We dined at Deere. It was white tablecloth cuisine served to us as we sat on fifty-year-old teak wood chairs designed especially for the headquarters building at its construction.

The John Deere headquarters were built to attract talent from around the planet. It isn’t located in New York because the company believes it is tied to the land. It is rugged, yet exquisite. The curator of the vast art collection housed at John Deere headquarters rotates it from floor to floor so that over time all the 1300 employees working on the campus can view the entire collection. The headquarters is an architectural masterpiece perfectly fitted into a rolling landscape of wood and water and meadow.

I was feeling pretty satisfied with myself and the Follow the Corn – John Deere tour after dinner. We were on time and things had gone very well. I’d even brought a few homemade cookies along for the ride. These were scrumptious and made by mom, that’s what I’ve always called my wife’s mother. The riders loved them. Things were good, but they were about to get much better.

Our third tour Tuesday was at John Deere Seeding Group. This is where Deere makes planters in the Quad Cities.
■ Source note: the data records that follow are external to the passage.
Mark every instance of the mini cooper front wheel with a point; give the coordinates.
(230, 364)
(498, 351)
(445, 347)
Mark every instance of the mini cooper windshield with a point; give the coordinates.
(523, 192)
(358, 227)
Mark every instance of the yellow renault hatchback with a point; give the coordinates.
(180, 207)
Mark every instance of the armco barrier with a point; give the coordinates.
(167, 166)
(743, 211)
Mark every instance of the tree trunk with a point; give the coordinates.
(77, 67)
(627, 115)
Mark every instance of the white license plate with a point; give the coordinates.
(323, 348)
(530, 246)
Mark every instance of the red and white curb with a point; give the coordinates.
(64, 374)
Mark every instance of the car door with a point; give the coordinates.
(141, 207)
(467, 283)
It was a late edition added last Thursday. A University of Illinois alum at Deere arranged it so we could see the new ExactEmerge planter, or at least one of the units.
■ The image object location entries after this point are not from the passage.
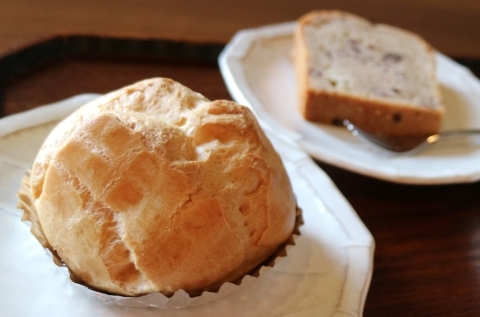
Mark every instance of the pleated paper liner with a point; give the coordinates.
(180, 298)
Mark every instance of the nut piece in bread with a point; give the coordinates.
(377, 76)
(154, 188)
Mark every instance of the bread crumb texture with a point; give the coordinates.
(380, 77)
(154, 188)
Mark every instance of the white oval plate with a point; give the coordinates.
(326, 274)
(257, 68)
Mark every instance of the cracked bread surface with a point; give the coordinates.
(380, 77)
(154, 188)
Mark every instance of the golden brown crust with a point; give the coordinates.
(153, 188)
(375, 115)
(372, 115)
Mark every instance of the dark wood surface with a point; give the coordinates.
(427, 258)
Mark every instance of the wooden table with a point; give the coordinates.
(427, 258)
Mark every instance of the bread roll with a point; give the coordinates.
(154, 188)
(379, 77)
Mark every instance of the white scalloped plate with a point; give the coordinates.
(326, 274)
(257, 68)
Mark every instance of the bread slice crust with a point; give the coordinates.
(385, 115)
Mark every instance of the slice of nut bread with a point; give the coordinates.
(379, 77)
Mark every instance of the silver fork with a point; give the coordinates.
(405, 144)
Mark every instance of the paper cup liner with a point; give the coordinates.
(180, 299)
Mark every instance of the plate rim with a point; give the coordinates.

We arrived to find two very happy tour guides. They stayed just for us. They weren’t supposed to be there. This was my first happy surprise. I didn’t expect a tour of the planter manufacturing floor. More on it in a moment. We had come, however, to the Seeding Group to see Deere’s new 10 mile per hour planter. They brought in a unit, took it a part, let us handle it, showed us how it worked, and then took our questions. The farmers challenged them, pushed them, and listened to them explain why the new way to plant corn and other crops would work not only faster, but more accurately. I think we all, mostly, believed them.
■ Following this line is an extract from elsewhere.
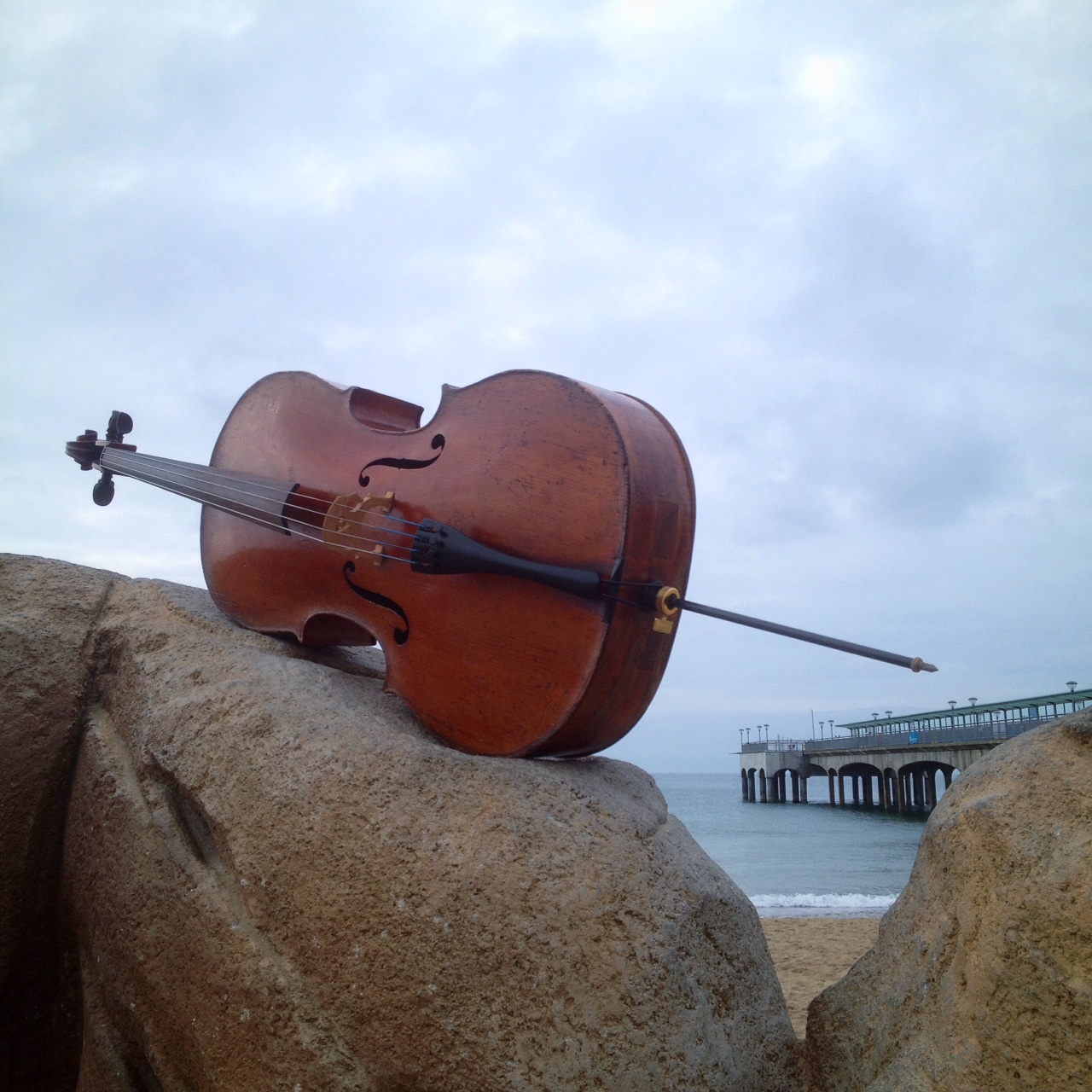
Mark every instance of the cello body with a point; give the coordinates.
(530, 463)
The men and women working the floor at the Seeding Group were on a dead run to make planters. Our tour guide, he was named Loren, asked a couple of times if we were in a hurry. “No”, came our answer. So, he took time to walk us through the plant. We stopped and gaped at the laser used to cut parts from sheets of metal. These came out of the machine smooth and flat. Some of them were handed off to men and women to be bent and pressed. Buck, though he was busy, stopped – and as he did somebody stepped up to his machine – to tell us how much he liked bending parts. He'd been doing it for 17 years. I think he told us his father and grandfather had done it, too. He was proud of Deere and glad to meet farmers that very well might be using a planter he helped to build.

Even the guys who ran red, were thinking about running green when we left the Seeding Group. We loaded the bus and headed for Waterloo, Iowa.

Frankly, the Tractor Cab Assembly Operations tour seemed a little rushed. I think this is because we were – at least at first – just another group of the some 20,000 that come through the plant annually. A little nudge and a request to have some one-on-one time changed the tempo. Deere provided our little entourage with four folks “in-the-know”. They were all fairly young and it was fun to watch the farmers give them a lesson on John Deere failures, successes, and even hopes. This is the plant were I was finally convinced John Deere actually builds each piece of machinery for an individual farmer. It is a line often repeated by John Deere employees. There are more than 8000 different versions of a single line of the R Series tractors. It is possible to build the tractor all year, and not build the same tractor twice. It’s a small thing, but rather nice to know when you spend so much money that no one else is likely to have exactly the same tractor.

Our last stop, before heading home, was in Coralville for lunch. The Iowa River Power Restaurant opens to the largest dam in the state. The owners converted a former electrical power generation plant into a fascinating place to eat. The glass façade opens to the Iowa River and inside there are 30 ton lifts and the iron to support them towering above the dining room. The food is good, too. We arrived home at 4:30pm just as advertised on the itinerary.

Afterwards, I almost called the cemetery in Logan County to sell my plots.